El rugby trabaja muchas de estas habilidades de forma natural. Durante los entrenamientos los niños corren, pasan el balón, cambian de dirección y se mueven constantemente.
Además, al ser un deporte colectivo en el que el balón se comparte mucho, los niños participan activamente en el juego.
Esto favorece el desarrollo de habilidades motoras sin necesidad de entrenamientos demasiado estructurados.
El valor del trabajo en equipo
Uno de los aspectos que más suelen destacar las familias que descubren el rugby es el ambiente que rodea al deporte y los valores.
Desde edades muy tempranas se insiste en el respeto al rival, al árbitro y a los compañeros. También se fomenta mucho la idea de que el equipo está por encima del individuo.
Para los niños, esto se traduce en algo bastante simple: todos juegan juntos y todos celebran juntos.
Esa cultura de equipo hace que muchos niños encuentren en el rugby un espacio muy positivo para crecer.
Seguridad y aprendizaje progresivo
A veces los padres se preocupan por el contacto en el rugby, pero en las edades más tempranas el deporte se adapta para evitar riesgos.
Las primeras etapas suelen centrarse en juegos con balón y en aprender a moverse dentro del campo. El contacto se introduce más adelante y siempre de forma progresiva.
Los entrenadores enseñan primero la técnica correcta y priorizan la seguridad en cada ejercicio.
De hecho, muchos niños empiezan su relación con el rugby jugando durante años sin que el contacto sea un elemento importante del entrenamiento.
Rugby base en Zaragoza
En Zaragoza existen diferentes clubes donde los niños pueden descubrir el rugby desde pequeños.
Uno de ellos es el CD Universitario Rugby Zaragoza, que cuenta con categorías de formación para niños y niñas que empiezan en el deporte. En estas edades el objetivo principal es que los niños se diviertan, aprendan a jugar en equipo y desarrollen habilidades deportivas básicas.
Muchos jugadores que hoy compiten en categorías superiores comenzaron precisamente así: corriendo detrás de un balón ovalado en los entrenamientos de la escuela.
Entonces, ¿es el rugby el mejor deporte para niños?
La realidad es que no existe un único deporte perfecto para todos los niños. Cada niño tiene sus intereses, su carácter y su forma de disfrutar del juego.
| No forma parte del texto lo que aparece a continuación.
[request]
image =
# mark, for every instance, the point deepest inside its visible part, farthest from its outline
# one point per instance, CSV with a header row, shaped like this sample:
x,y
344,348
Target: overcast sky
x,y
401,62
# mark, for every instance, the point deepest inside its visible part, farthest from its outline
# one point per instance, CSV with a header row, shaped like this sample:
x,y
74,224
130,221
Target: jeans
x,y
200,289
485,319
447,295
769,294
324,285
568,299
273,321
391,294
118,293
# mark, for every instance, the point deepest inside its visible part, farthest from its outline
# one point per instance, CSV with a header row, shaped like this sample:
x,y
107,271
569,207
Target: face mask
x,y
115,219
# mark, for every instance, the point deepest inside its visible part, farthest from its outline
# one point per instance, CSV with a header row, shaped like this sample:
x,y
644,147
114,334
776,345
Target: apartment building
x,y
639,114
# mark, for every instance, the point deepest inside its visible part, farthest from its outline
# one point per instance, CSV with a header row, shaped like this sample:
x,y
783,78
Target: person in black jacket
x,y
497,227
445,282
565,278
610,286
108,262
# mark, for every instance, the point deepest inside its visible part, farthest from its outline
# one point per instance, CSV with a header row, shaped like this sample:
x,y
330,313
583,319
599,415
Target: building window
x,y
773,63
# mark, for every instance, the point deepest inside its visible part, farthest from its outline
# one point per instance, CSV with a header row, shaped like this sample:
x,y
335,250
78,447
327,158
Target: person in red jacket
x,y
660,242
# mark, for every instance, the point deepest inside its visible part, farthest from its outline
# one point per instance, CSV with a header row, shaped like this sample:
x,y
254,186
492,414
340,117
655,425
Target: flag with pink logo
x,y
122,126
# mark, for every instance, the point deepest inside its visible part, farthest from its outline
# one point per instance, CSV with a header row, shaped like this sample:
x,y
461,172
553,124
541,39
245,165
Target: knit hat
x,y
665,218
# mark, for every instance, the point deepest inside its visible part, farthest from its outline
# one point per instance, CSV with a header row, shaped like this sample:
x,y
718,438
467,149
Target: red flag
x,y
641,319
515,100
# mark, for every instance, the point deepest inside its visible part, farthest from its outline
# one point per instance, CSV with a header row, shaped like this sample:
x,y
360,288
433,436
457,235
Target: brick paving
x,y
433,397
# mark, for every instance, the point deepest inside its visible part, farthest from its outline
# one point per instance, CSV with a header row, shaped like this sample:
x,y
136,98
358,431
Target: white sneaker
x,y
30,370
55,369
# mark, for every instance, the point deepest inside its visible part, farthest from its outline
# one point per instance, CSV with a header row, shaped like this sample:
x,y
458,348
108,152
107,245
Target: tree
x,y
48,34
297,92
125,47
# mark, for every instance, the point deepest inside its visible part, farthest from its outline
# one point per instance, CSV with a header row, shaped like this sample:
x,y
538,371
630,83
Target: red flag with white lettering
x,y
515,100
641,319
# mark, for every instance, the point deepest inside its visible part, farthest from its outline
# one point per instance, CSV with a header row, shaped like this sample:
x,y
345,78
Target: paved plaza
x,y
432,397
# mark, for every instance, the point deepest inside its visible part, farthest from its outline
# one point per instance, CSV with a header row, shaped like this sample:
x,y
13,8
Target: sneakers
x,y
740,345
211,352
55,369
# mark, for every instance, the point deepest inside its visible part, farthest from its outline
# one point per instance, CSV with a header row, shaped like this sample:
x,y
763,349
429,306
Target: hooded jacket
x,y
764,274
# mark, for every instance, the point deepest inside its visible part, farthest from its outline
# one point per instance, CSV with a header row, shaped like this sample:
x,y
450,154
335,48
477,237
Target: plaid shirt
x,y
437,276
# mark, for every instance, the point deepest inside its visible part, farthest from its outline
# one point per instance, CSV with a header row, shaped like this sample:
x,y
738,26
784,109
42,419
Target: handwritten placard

Lo importante es encontrar una actividad que les motive, que les permita moverse y que les enseñe a relacionarse con otros.
El rugby puede ser una opción excelente para muchos niños porque combina juego, actividad física y valores de equipo en un entorno muy participativo.
Al final, la mejor forma de saber si un deporte encaja con un niño suele ser bastante sencilla: dejarle probar y ver si vuelve a casa con ganas de repetir el próximo entrenamiento.